Flotation is the dominating process in the global copper, lead, and zinc mining industries to separate valuable minerals from waste material. In the upstream process steps, the ore is ground to liberate all mineral grains, and mixed with water to form a slurry. In flotation, chemical reagents are added to improve the hydrophobic properties of selected minerals. When air is added, these minerals follow the air bubbles to the surface and can be extracted in the resulting froth, forming a concentrate. This process is implemented in flotation tanks interconnected in a complex circuit that often includes re-grinding and recirculation. Floatation is a pivotal process step, as it defines the recovery (yield), which has a proportional impact on both environmental aspects and the financial result of the company.
Today, the flotation process is typically controlled semi-manually, where simple control loops stabilize tank levels and flow rates, while operators adjust parameters like airflow, reagent- and lime- addition based on the available measurements and experience. Model predictive control solutions have been attempted, with some success. However, performance is severely limited by poor model accuracy and the inability to adapt to changes in ore properties as new areas of the mine are excavated. To increase efficiency and autonomy of mineral processing, these challenges must be addressed.
Therefore, this PhD project addresses modeling of the flotation process for control purposes. Data-driven modeling through machine learning (ML) techniques holds great potential, but several aspects must be addressed before it can be applied in an industrial setting.

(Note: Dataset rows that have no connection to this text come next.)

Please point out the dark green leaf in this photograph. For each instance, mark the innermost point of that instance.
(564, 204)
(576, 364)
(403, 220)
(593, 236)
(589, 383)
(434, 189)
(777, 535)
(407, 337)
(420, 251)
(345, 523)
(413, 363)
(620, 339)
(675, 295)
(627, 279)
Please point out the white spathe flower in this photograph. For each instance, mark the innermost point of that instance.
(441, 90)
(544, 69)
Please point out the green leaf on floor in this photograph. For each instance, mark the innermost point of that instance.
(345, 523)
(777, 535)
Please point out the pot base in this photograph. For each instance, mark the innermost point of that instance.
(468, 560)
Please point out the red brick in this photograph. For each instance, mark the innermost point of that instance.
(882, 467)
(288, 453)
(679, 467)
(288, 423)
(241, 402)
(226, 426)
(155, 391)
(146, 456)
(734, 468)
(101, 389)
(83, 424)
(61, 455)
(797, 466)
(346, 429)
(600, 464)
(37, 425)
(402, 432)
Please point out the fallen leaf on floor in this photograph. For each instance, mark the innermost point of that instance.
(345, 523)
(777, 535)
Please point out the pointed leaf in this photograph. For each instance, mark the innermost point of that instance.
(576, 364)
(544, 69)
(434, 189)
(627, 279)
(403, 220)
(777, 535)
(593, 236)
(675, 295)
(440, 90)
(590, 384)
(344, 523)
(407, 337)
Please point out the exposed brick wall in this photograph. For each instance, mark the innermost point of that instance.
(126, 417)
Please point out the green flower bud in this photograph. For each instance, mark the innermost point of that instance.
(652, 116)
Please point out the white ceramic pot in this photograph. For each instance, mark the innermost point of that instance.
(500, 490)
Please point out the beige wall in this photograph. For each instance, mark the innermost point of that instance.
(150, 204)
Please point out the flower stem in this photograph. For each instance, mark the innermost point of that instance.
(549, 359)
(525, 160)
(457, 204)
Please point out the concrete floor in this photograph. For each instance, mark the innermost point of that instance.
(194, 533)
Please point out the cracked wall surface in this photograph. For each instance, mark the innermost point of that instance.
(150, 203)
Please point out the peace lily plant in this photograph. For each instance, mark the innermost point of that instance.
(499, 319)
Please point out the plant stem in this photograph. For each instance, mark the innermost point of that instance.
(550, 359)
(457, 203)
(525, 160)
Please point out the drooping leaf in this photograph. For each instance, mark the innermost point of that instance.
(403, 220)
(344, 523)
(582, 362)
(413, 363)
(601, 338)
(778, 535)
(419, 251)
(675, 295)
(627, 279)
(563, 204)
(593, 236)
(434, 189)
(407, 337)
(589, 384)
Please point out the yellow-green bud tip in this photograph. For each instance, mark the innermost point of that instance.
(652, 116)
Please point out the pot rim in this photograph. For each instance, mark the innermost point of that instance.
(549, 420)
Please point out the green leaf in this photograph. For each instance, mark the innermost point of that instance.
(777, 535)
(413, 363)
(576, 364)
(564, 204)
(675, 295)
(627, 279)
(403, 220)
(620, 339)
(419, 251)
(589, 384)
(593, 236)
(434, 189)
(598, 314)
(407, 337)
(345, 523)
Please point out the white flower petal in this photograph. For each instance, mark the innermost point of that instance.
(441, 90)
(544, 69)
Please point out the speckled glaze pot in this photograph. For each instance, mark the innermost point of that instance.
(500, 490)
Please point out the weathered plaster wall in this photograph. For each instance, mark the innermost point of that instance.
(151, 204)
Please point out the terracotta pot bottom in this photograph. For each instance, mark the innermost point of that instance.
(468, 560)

In our setting, observation of a process is limited by physical restrictions and the available measurement technology. Furthermore, the effect of the measured properties on the system state are often both complicated and only known conceptually, making the interpretation of the measurements challenging. To use the limited data that is available efficiently, we will combine machine learning with physics-based modeling, avoiding wasting scarce data on learning known laws of physics.

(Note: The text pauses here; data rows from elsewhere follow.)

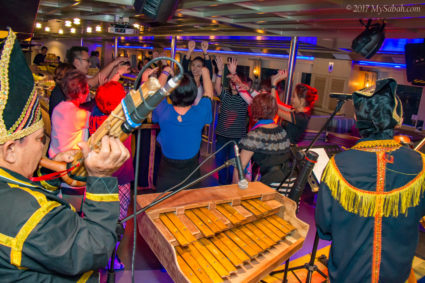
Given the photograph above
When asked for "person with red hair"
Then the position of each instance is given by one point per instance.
(108, 97)
(295, 117)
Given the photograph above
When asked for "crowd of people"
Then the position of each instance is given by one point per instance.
(61, 245)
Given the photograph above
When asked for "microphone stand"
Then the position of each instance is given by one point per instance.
(226, 164)
(295, 195)
(111, 272)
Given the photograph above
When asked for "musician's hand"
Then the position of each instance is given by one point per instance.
(107, 160)
(66, 156)
(220, 64)
(146, 74)
(191, 46)
(232, 65)
(204, 46)
(280, 76)
(120, 60)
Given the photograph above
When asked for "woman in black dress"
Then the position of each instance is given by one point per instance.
(267, 143)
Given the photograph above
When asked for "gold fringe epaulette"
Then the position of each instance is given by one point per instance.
(363, 202)
(377, 145)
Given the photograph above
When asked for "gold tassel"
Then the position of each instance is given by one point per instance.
(363, 202)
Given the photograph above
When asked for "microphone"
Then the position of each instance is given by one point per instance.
(140, 112)
(243, 183)
(341, 96)
(309, 160)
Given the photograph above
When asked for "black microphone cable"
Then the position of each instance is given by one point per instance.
(136, 176)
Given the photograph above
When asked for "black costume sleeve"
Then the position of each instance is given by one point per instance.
(65, 243)
(185, 64)
(208, 65)
(323, 213)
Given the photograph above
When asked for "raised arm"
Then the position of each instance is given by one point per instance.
(284, 109)
(207, 58)
(186, 57)
(104, 74)
(207, 83)
(220, 71)
(242, 88)
(167, 71)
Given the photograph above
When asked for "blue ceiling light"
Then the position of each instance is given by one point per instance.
(135, 47)
(396, 45)
(380, 64)
(283, 56)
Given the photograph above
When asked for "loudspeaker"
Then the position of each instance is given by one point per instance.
(415, 63)
(158, 10)
(18, 18)
(370, 40)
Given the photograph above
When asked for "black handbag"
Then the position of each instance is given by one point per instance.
(370, 40)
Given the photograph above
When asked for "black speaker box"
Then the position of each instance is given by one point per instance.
(158, 10)
(18, 18)
(370, 40)
(415, 63)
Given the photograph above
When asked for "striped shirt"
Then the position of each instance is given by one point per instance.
(232, 120)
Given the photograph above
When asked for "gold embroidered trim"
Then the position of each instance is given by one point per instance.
(364, 203)
(102, 197)
(85, 277)
(377, 231)
(5, 175)
(377, 145)
(41, 198)
(4, 77)
(32, 222)
(30, 102)
(22, 133)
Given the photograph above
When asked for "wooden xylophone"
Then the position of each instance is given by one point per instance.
(222, 234)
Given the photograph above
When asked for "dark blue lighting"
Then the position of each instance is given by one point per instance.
(392, 45)
(248, 53)
(135, 47)
(380, 64)
(305, 39)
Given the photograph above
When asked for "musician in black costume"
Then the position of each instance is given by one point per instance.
(42, 238)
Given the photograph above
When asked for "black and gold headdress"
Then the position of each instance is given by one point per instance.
(19, 104)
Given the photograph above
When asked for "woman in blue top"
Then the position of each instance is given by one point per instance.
(181, 125)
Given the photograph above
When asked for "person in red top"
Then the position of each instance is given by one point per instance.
(108, 97)
(295, 117)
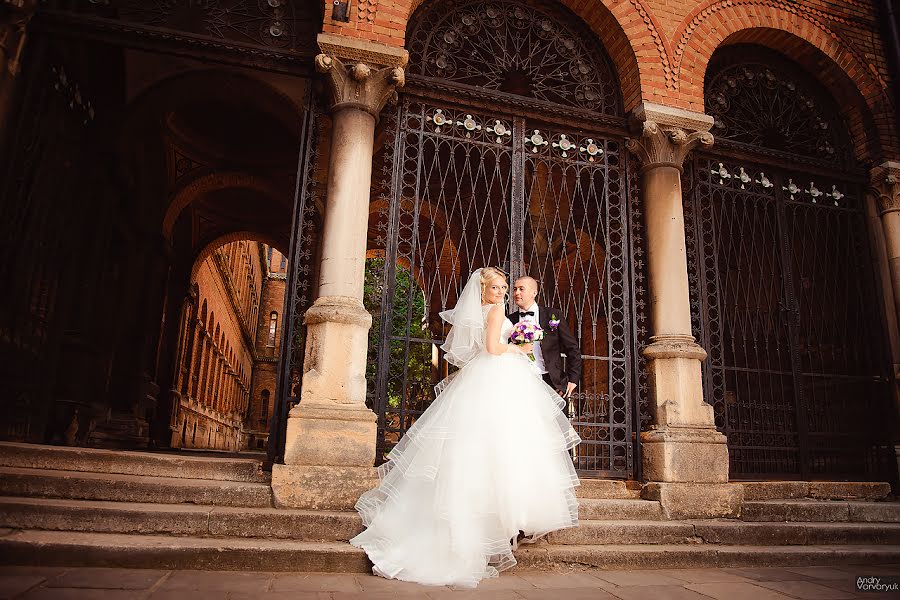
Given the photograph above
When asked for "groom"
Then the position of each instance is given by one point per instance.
(556, 340)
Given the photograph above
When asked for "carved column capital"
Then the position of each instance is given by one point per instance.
(360, 74)
(667, 135)
(884, 184)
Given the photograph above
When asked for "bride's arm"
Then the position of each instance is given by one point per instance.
(492, 333)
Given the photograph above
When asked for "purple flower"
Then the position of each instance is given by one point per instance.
(554, 323)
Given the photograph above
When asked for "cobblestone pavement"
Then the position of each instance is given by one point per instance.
(806, 583)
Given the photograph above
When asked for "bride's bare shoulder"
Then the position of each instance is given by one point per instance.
(493, 310)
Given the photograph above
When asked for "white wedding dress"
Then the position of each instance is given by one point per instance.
(487, 459)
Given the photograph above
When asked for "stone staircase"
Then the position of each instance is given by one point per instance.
(84, 507)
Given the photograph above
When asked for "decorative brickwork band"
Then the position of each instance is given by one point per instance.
(360, 74)
(885, 186)
(667, 135)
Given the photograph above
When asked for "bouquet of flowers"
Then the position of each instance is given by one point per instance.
(526, 332)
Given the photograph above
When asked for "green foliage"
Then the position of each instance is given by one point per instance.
(408, 320)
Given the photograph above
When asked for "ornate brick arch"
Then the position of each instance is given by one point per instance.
(608, 20)
(800, 34)
(237, 236)
(206, 184)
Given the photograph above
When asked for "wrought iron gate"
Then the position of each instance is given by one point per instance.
(786, 304)
(471, 189)
(302, 270)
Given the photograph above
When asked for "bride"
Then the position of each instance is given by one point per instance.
(488, 459)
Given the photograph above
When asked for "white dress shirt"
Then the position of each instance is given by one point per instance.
(538, 356)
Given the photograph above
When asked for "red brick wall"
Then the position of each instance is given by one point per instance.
(217, 356)
(265, 371)
(661, 49)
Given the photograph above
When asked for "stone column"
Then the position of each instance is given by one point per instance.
(14, 18)
(884, 193)
(330, 442)
(684, 457)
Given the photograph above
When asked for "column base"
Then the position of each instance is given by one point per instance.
(330, 434)
(696, 500)
(684, 454)
(673, 363)
(321, 487)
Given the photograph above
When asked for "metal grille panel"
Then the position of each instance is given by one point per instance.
(472, 189)
(797, 367)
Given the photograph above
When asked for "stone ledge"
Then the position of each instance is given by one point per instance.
(321, 488)
(695, 500)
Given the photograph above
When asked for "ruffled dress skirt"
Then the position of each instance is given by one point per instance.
(489, 458)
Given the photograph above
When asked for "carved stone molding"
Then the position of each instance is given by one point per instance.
(352, 50)
(667, 135)
(358, 85)
(885, 186)
(14, 18)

In this project, we will therefore push the state-of-the-art within mining process control by complementing machine learning with physics-based models based on e.g., conservation laws.

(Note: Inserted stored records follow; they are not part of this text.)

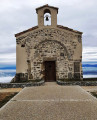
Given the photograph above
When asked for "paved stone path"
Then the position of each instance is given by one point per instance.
(51, 102)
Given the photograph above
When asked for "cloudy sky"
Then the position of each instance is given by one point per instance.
(19, 15)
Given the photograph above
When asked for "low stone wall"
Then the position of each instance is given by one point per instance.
(20, 85)
(81, 83)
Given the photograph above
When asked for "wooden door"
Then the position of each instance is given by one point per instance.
(50, 71)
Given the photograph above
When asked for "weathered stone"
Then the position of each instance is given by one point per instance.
(49, 43)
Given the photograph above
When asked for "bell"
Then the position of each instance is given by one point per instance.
(47, 19)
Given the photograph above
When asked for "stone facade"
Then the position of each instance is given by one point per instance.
(48, 43)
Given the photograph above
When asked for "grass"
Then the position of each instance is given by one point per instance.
(94, 94)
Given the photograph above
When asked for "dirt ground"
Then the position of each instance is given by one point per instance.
(7, 94)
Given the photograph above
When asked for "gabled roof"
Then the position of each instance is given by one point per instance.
(59, 26)
(47, 6)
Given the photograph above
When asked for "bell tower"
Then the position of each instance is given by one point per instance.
(47, 13)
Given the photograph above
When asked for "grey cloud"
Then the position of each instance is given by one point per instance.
(19, 15)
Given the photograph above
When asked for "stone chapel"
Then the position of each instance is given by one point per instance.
(48, 52)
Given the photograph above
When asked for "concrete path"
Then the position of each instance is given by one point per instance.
(51, 102)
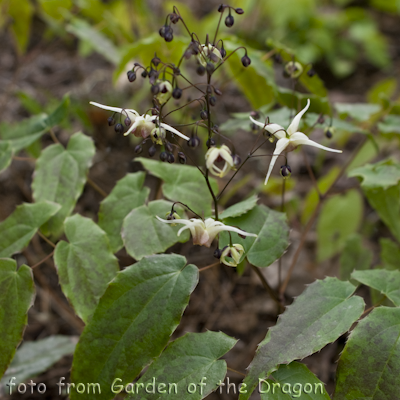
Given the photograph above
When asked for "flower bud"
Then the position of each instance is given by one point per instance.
(200, 70)
(229, 20)
(138, 149)
(286, 171)
(152, 150)
(182, 158)
(193, 142)
(246, 61)
(111, 121)
(163, 156)
(177, 93)
(171, 158)
(131, 76)
(119, 128)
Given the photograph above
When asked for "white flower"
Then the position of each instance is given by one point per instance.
(219, 154)
(235, 253)
(142, 125)
(290, 138)
(204, 232)
(208, 53)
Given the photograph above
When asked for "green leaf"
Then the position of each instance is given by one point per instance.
(272, 230)
(390, 254)
(182, 367)
(60, 175)
(354, 257)
(340, 216)
(380, 175)
(240, 208)
(17, 292)
(133, 322)
(293, 381)
(18, 229)
(127, 194)
(143, 234)
(85, 265)
(5, 155)
(33, 358)
(387, 282)
(321, 314)
(369, 367)
(183, 183)
(97, 40)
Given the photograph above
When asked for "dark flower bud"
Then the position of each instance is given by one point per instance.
(236, 160)
(210, 68)
(155, 89)
(111, 121)
(119, 128)
(223, 52)
(246, 61)
(311, 72)
(163, 156)
(286, 171)
(210, 142)
(131, 76)
(127, 121)
(174, 18)
(229, 20)
(255, 114)
(171, 158)
(152, 150)
(182, 158)
(177, 93)
(200, 70)
(193, 142)
(217, 253)
(169, 147)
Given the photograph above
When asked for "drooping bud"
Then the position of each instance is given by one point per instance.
(171, 158)
(163, 156)
(119, 128)
(245, 61)
(152, 150)
(286, 171)
(177, 93)
(229, 20)
(182, 158)
(111, 121)
(131, 75)
(193, 142)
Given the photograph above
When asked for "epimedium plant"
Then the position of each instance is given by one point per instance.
(130, 314)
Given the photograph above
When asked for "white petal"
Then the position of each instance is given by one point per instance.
(274, 129)
(173, 130)
(281, 145)
(294, 126)
(299, 138)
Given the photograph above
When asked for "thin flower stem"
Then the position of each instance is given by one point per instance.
(48, 241)
(43, 260)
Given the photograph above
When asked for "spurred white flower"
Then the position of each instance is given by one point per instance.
(289, 139)
(204, 232)
(233, 252)
(216, 155)
(142, 125)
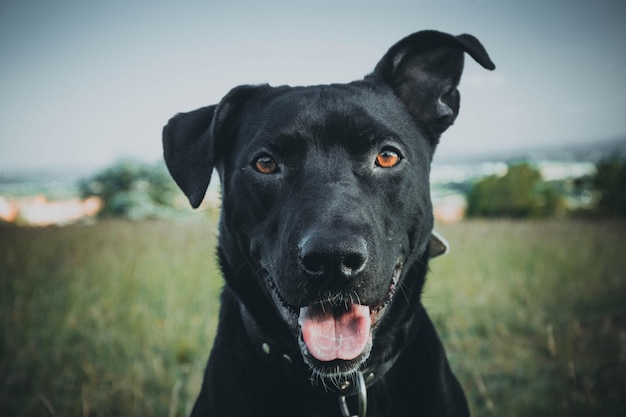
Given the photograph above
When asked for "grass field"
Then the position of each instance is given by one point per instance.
(117, 318)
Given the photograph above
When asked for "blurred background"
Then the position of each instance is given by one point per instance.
(108, 288)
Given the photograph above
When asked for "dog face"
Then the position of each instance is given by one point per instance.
(326, 203)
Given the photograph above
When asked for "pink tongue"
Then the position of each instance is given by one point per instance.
(337, 333)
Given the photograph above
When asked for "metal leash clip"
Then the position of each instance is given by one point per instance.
(361, 389)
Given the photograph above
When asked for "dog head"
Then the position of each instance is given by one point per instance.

We firmly believe that the future of floatation control, and indeed many associated process steps, lies in incorporating informal operator know-how into dynamical models, to enable model-based control solutions, where traditional data-driven paradigms suffer from lack of informative data. This physics-informed machine learning approach to increased autonomy is becoming increasingly feasible thanks to advances within scientific machine learning methodology. Within mining and the process industries, embracing it will provide the opportunity to increase efficiency of resource utilization, thereby enabling the transition to a sustainable technological future.